Apple’s new $99 iPhone battery case doesn’t measure up - dsr12
http://www.theverge.com/2015/12/8/9867996/apple-smart-battery-case-iphone-6-6s-hands-on
======
meesterdude
> The goal is to give iPhone 6 and 6S owners an Apple-branded battery life
> experience comparable to the one you’d get with the “Plus” phone models.
> That’s a nice proposition. On the other hand, it’s an admission on Apple’s
> part that the battery performance on iPhone 6 or 6S is a pain point for
> power users.

Limit the battery size so people have to buy an external battery pack, reduce
the connectors so people have to buy adaptors; so apple can make more money,
and the cost of ownership goes up for "optional" add ons.

That they would create a separate device, instead of reverse course on battery
sizes in the devices themselves, is a brazen admission that their design is
flawed. And it doesn't even get the device to 100%!! So even their solution to
the original design flaw is flawed. amazing.
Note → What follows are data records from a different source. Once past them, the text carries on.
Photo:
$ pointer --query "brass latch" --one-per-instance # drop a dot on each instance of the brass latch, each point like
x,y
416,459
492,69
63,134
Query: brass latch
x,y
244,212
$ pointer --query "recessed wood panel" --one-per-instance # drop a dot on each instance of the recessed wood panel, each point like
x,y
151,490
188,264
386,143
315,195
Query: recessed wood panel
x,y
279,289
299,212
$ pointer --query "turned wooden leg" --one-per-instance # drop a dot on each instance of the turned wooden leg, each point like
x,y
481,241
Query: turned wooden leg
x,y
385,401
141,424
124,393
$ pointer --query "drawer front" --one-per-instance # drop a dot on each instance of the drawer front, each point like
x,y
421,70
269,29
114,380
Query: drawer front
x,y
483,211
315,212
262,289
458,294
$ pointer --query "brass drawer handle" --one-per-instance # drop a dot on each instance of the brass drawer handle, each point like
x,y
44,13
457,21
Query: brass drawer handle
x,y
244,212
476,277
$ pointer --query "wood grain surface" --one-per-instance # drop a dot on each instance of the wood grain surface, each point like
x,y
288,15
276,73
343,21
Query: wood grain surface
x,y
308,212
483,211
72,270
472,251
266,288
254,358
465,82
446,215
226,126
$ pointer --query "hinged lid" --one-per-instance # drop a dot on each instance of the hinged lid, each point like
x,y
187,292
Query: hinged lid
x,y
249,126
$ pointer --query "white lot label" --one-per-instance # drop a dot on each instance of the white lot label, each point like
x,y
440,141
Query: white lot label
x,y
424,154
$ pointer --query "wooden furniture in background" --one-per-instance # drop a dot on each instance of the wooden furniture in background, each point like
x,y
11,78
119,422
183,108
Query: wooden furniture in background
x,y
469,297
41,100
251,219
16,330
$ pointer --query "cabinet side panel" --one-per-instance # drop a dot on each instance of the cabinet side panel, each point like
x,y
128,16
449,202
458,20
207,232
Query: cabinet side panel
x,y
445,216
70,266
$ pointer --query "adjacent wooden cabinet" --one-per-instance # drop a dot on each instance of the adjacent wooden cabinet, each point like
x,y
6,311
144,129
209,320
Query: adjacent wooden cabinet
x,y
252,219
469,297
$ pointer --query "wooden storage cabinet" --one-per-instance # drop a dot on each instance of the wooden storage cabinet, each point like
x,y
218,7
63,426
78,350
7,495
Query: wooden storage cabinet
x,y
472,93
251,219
Design is all about tradeoffs, and if apple never made any tradeoffs on their
laptops they would still be an inch thick and weigh 10 pounds. But on the
other side, there is profit driven design where additional revenue generators
are invented surrounding a device, either through new technology (good) or the
removal or hinderance of existing functionality (bad). I think apple started
off with the former, but has transitioned to the latter, and it's by and large
whats turned me from lifelong apple fanboy into a jaded user.

------
nullrouted
It however does meet the requirement I have which is a lightning port which
means I'll probably buy it bump and all. Being able to see the juice left from
IOS is also an excellent feature.